Ve başka bir bakış açısıyla Lou gerçekten toplumsal normlara başkaldırabilmiş mi? Kimsenin görmediği, bilmediği bir yerde Ayı’yla yaşadığı aşk aslında hepimizin ilkel dürtülerinin, ahlâk örtüsü giyilmediği veyahut ahlâkla yargılanacak düzlemde ortaya konulmadığı durumlarda ortaya çıkan duygunun birebir yansıması değil mi? Topluma başkaldırmak, kimse sizi görmezken mümkün mü, yoksa başkaldırdığımız kişi yalnızca o ana dek ulaşan benliğimiz mi?

Öznel bir bakış açısıyla Lou, ayakları üzerinde duran, güçlü, pervasız bir kadın olmasına rağmen, bir erkeğin manipülasyonu karşısında gardını düşüren ve belki de bunu Ayı’yla olan karmaşık ilişkisine kılıf olarak kullanan sıradan biri.
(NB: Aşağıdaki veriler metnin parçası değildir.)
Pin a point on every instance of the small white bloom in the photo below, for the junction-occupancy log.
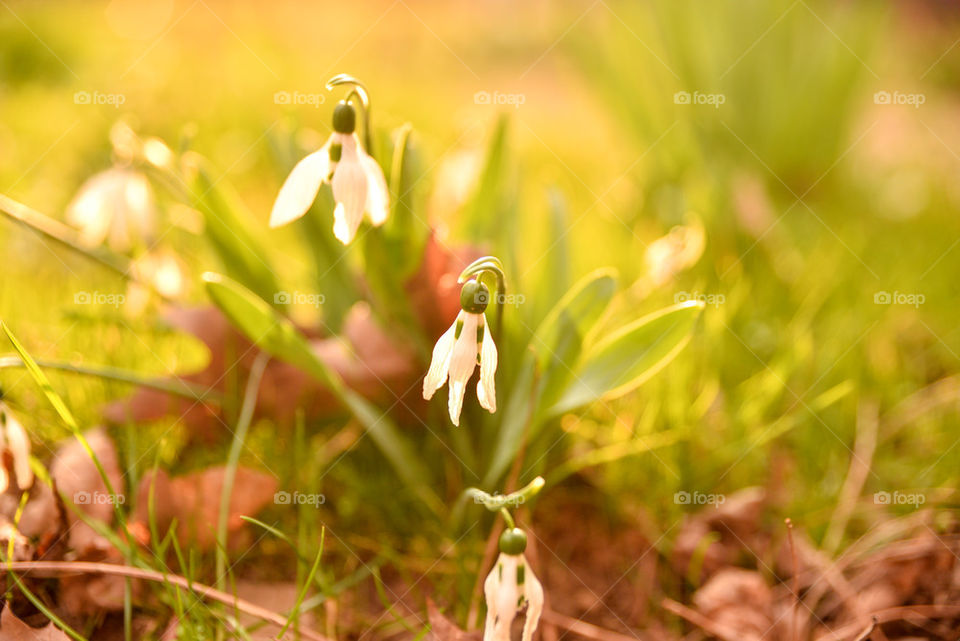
(455, 357)
(355, 177)
(510, 584)
(115, 206)
(14, 440)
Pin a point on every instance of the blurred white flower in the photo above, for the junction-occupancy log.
(165, 274)
(671, 254)
(510, 584)
(15, 442)
(115, 206)
(458, 351)
(355, 177)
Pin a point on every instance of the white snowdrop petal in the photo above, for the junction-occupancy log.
(533, 593)
(91, 211)
(18, 443)
(486, 387)
(378, 196)
(138, 197)
(462, 363)
(440, 363)
(300, 188)
(502, 595)
(455, 400)
(350, 189)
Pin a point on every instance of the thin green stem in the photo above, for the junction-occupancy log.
(233, 459)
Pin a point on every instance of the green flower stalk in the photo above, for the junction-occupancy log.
(511, 583)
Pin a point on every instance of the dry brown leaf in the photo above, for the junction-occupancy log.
(368, 360)
(277, 597)
(739, 600)
(77, 478)
(194, 500)
(735, 523)
(13, 629)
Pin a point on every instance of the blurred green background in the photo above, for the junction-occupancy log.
(818, 195)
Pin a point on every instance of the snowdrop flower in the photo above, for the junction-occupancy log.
(460, 348)
(14, 441)
(356, 178)
(510, 584)
(115, 206)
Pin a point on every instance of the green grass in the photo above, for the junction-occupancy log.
(597, 163)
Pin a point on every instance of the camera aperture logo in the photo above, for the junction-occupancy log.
(916, 499)
(298, 98)
(899, 98)
(899, 298)
(499, 98)
(698, 98)
(299, 298)
(699, 498)
(98, 498)
(99, 298)
(114, 100)
(508, 501)
(716, 300)
(298, 498)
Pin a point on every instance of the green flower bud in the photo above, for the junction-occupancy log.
(336, 150)
(513, 541)
(344, 118)
(474, 297)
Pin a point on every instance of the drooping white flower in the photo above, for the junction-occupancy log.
(458, 351)
(511, 584)
(355, 177)
(115, 206)
(14, 440)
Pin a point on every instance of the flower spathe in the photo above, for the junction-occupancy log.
(355, 177)
(455, 356)
(511, 583)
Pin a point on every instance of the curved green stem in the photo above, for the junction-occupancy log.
(498, 502)
(489, 265)
(359, 90)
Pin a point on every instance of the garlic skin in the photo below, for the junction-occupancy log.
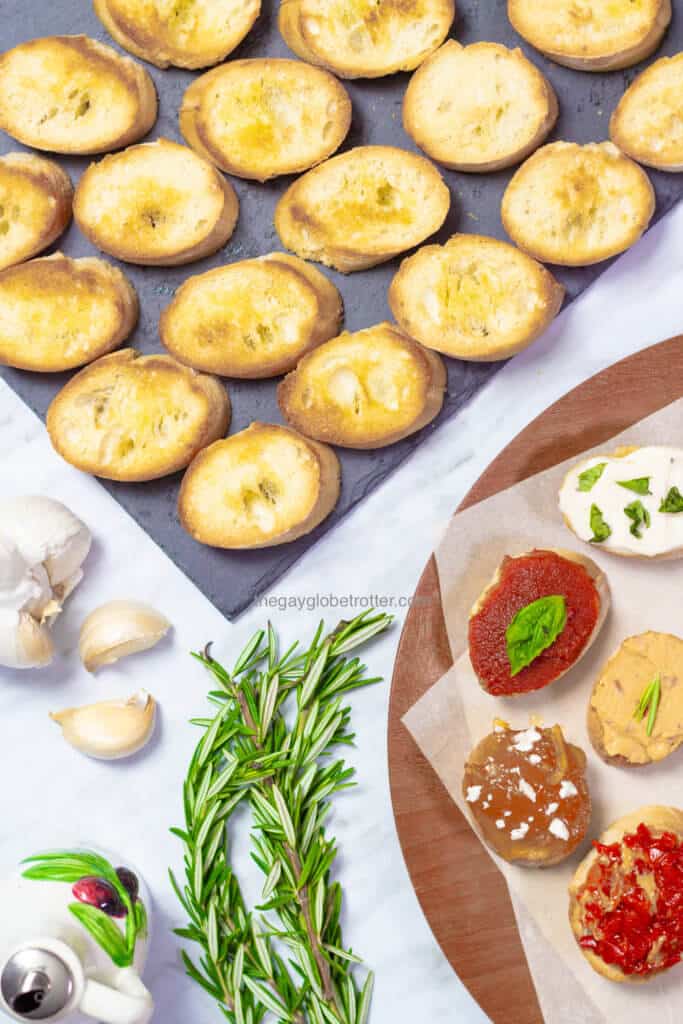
(42, 548)
(118, 629)
(111, 729)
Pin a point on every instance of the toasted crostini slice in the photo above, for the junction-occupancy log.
(536, 619)
(264, 485)
(36, 199)
(635, 713)
(57, 313)
(182, 33)
(364, 390)
(592, 35)
(331, 304)
(73, 94)
(130, 417)
(625, 897)
(646, 124)
(575, 205)
(158, 204)
(361, 38)
(474, 298)
(265, 117)
(478, 108)
(363, 207)
(252, 318)
(628, 502)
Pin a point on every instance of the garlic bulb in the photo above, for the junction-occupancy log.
(118, 629)
(110, 729)
(42, 548)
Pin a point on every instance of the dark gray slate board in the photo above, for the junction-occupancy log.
(232, 580)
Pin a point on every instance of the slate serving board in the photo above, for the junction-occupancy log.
(232, 580)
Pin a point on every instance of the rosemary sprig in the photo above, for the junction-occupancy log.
(290, 961)
(649, 704)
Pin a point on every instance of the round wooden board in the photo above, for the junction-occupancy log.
(461, 891)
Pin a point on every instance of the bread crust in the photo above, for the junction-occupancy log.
(474, 298)
(601, 586)
(151, 388)
(238, 321)
(164, 39)
(264, 117)
(36, 198)
(625, 46)
(656, 817)
(93, 303)
(364, 40)
(156, 186)
(365, 374)
(484, 129)
(251, 509)
(73, 94)
(645, 124)
(561, 205)
(363, 207)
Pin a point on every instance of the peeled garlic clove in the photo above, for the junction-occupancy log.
(111, 729)
(25, 643)
(118, 629)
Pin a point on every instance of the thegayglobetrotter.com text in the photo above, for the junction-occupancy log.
(323, 601)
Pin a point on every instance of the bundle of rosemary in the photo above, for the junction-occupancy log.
(289, 962)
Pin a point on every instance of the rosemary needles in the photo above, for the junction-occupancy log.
(649, 704)
(288, 963)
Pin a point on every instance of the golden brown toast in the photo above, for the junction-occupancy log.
(577, 205)
(74, 94)
(183, 33)
(57, 313)
(364, 390)
(592, 35)
(158, 204)
(252, 318)
(264, 485)
(361, 38)
(474, 298)
(363, 207)
(265, 117)
(478, 108)
(36, 201)
(131, 417)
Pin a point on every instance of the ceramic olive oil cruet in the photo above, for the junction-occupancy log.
(74, 936)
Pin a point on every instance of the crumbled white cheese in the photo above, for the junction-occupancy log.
(559, 828)
(519, 833)
(524, 741)
(527, 790)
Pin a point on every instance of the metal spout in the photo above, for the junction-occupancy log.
(36, 984)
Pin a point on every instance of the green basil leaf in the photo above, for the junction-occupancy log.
(639, 516)
(534, 629)
(600, 528)
(590, 477)
(641, 484)
(104, 932)
(673, 502)
(140, 919)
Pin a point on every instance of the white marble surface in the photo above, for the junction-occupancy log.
(50, 795)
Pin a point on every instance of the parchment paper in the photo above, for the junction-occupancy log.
(456, 713)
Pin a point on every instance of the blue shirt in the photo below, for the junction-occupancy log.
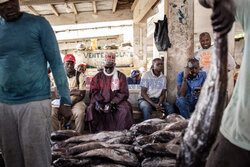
(26, 45)
(198, 81)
Marian Engel’in kitabın son sayfalarında söylediği şu cümle, kitaptaki yolculuğu özetler nitelikte: “Geri döndü ve koskoca bomboş evde oturdu. Buranın sırrını keşfedememişti. Güzel binaydı ama sırdan yoksundu.”  

SON SÖZ

Lou ve Ayı arasındaki aşk, Ayı’yı insanlaştırmadı, Lou’yi ise zaman zaman ilkelleştirmesine rağmen tamamen değiştirmedi. Ama her şeyin sonunda Lou kendini Marian Engel’in cümleleriyle şöyle hissediyordu: “Nihayet insanmış gibi değil de nihayet temizmiş gibi. Temiz, sade ve gururlu.”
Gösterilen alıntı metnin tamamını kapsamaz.